C/C++, ASM, Simulation and Fault Simulation, VHDL, Firmware

Human-aware robot behaviour learning for HRI

Proposer

Giuseppe Bruno Averta

Topics

Data science, Computer vision and AI, Controls and system engineering

Group website

vandal.polito.it

Summary of the proposal

Humans are naturally multi-task agents, with an innate capability to interact with objects and tools and plan complex sequences of actions to address a specific activity. Advanced robots, on the other side, are still far from such capabilities. The goal of this work is to investigate how to learn from humans the capability to quickly plan and execute complex procedures in unstructured scenarios and transfer such skills to intelligent robots for an effective human-robot cooperation.
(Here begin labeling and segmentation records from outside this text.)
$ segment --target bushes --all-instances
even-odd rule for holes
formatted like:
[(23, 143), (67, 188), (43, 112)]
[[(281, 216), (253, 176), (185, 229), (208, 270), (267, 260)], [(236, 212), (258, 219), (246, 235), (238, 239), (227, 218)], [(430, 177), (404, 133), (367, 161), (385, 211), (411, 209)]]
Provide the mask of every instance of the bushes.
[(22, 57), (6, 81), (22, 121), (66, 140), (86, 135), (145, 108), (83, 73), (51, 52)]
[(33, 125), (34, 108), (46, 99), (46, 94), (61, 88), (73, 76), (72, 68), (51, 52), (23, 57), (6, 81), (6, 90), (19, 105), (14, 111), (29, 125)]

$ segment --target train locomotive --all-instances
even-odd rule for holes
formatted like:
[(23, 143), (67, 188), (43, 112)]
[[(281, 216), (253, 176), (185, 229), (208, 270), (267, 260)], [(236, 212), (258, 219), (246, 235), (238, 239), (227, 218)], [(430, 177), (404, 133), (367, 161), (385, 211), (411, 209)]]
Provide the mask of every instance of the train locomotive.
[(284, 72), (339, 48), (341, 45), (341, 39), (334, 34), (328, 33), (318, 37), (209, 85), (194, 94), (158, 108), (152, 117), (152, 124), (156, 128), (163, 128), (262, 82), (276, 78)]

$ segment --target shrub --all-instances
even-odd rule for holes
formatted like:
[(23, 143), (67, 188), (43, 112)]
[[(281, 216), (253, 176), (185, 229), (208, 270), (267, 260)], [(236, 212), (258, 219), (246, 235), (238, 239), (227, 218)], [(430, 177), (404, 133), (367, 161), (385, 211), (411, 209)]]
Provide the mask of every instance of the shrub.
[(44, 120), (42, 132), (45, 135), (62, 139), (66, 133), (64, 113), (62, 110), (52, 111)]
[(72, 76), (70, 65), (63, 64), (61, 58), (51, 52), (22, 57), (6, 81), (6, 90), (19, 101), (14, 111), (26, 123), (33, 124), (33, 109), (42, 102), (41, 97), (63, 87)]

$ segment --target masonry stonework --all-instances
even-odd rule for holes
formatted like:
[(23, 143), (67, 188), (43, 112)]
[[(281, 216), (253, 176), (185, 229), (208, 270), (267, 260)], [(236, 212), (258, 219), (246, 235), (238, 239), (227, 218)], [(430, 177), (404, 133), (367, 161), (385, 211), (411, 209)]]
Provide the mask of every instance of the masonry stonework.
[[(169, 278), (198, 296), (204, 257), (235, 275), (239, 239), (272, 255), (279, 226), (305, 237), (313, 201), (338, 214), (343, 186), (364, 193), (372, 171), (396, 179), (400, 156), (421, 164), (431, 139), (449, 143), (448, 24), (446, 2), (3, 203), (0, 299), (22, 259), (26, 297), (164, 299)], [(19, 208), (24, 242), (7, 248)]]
Research objectives and methods

This proposed PhD thesis aims to explore the domain of learning human skills from egocentric videos and transferring them to robotic systems. The increasing integration of robots into various aspects of human life highlight the need of developing a more intuitive and adaptive approach to skill acquisition, able to learn complex skills and adapt to various scenarios, where traditional learning paradigms fail. Egocentric videos, captured from a first-person perspective, provide a rich and unique source of contextual information that can enhance the learning process. This research seeks to leverage this unique sensing approach to develop a framework for transferring acquired human skills to robots, enabling them to perform complex tasks in diverse environments. 

Major Objectives:
-      Human Behavior understanding from ego- and exo-vision: Investigate methods for extracting relevant information from egocentric videos, eventually in combination with third person perspective, focusing on understanding human actions, interactions, and environmental cues.
-       Skill Representation: Develop a robust representation of human skills extracted from egocentric videos, considering both spatial and temporal aspects to capture the dynamics of actions.
-       Transfer Learning to Robots: Design a transfer learning framework that enables the adaptation of learned human skills to robotic systems, accounting for differences in morphology, sensors, and actuators.
-       Adaptive/Continual Learning: Explore techniques for adaptive and continual learning, allowing robots to continuously refine their skills through interaction with the environment and human feedback.
-       Real-world Applications: Evaluate the proposed framework in real-world scenarios, such as assistive robotics, industrial automation, and healthcare, to assess its practicality and generalizability.

Methodology:
The research methodology involves a combination of computer vision, machine learning, and robotics techniques. Deep learning models will be employed for ego-vision learning and skill representation, while transfer learning techniques will be investigated to adapt these representations to robotic platforms. Real-world experiments will validate the effectiveness and efficiency of the proposed framework.

Significance:
This research addresses a critical gap in the field of robotics by focusing on intuitive skill transfer from humans to robots, enhancing their adaptability and autonomy. The outcomes of this thesis will contribute to the development of more versatile and capable robotic systems, fostering their integration into various domains.

Keywords: Egocentric Videos, Skill Transfer, Robotics, Transfer Learning, Human-Robot Interaction.

Required skills

Outstanding passion and motivation for research.
Excellent programming skills (python and pytorch) are required.
Experience in deep learning for videos (egocentric or third person video) is required.
Experience with robot learning is not required, although preferred.